Verifying Veritasium's Markov Chains
The Veritasium chap made a video about Markov Chains. Veritasium outlines Markov’s original text-based experiment. The experiment seems like something that could be educational to duplicate.
As Veritasium described Markov’s original experiment, the experimenter chooses a sample of text, then:
- Removes all punctuation, including newlines.
- Classifies each letter as a vowel or a consonant.
- Counts “overlapping pairs” of classified letters.
- Determines probabilities of categories of pairs.
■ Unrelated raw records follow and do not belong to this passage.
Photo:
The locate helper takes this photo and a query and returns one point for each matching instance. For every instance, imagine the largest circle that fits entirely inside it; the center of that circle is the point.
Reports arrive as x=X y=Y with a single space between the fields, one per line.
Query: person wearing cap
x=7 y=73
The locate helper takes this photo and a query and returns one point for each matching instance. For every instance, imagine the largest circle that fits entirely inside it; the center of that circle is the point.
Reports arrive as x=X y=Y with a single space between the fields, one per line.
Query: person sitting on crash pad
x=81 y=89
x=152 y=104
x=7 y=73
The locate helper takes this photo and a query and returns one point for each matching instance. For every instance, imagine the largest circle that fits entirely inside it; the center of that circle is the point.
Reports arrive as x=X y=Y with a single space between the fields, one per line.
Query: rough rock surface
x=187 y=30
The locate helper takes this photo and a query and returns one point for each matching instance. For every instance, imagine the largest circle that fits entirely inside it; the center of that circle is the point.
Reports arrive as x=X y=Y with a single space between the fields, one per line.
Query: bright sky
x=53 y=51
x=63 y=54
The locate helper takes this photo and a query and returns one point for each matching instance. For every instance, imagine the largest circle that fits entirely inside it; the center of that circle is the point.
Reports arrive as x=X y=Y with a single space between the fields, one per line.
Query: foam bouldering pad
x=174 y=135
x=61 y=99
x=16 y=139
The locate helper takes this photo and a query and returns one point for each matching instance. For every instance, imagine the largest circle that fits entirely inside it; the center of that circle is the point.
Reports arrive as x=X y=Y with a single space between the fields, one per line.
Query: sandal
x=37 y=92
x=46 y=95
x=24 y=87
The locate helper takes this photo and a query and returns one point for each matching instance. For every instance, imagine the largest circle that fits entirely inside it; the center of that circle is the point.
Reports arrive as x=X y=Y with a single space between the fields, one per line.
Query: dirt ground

Take this as the text sample:
The experiment seems like something that could be educational to duplicate.
Step 1: remove any non-letters:
Theexperimentseemslikesomethingthatcouldbeeducationaltoduplicate
Step 2: classify as vowel or consonant
CCVVCCVCVCVCCCVVCCCVCVCVCVCCVCCCCVCCVVCCCVVCVCVCVVCVCCVCVCCVCVCV
Step 3: break into overlapping pairs
The first 10 “overlapping pairs” are:
CC, CV, VV, VC, CC, CV, VC, CV, VC, CC
Step 4: Count the overlapping pairs
There are 64 letters in the example, so there are 64 total pairs.
| Pair | Count | Probability |
|---|---|---|
| CC | 16 | 0.4324 |
| CV | 21 | 0.5676 |
| VV | 5 | 0.1852 |
| VC | 22 | 0.8148 |
Step 5: Draw a transition diagram
Each pair transforms into a transition
from a state (C or V) to a state,
which might be the same state.

The probability for each pair gets calculated like this:
For the pair CC, that’s a transition while in C state back to C state. 16/(16+21) = 0.4324 . Each state should have a sum of exit probabilities of 1.00.
Andrey Markov must have been a very smart man. This is quite a procedure to invent.
Try the procedure
I think there are two questions to try to answer.
- For a given ratio of consonants-to-vowels, does a randomly-generated sequence of letters have the same CC, CV, VV, VC probabilities as human words?
- For the transition diagram calculated for a sample text, can the transition diagram be used to generate text that has overlapping pair probabilities the same or very similar to those of the original text?
Naturally, I wrote some programs to do all the counting, random letter choice, and “executing” the transition diagrams.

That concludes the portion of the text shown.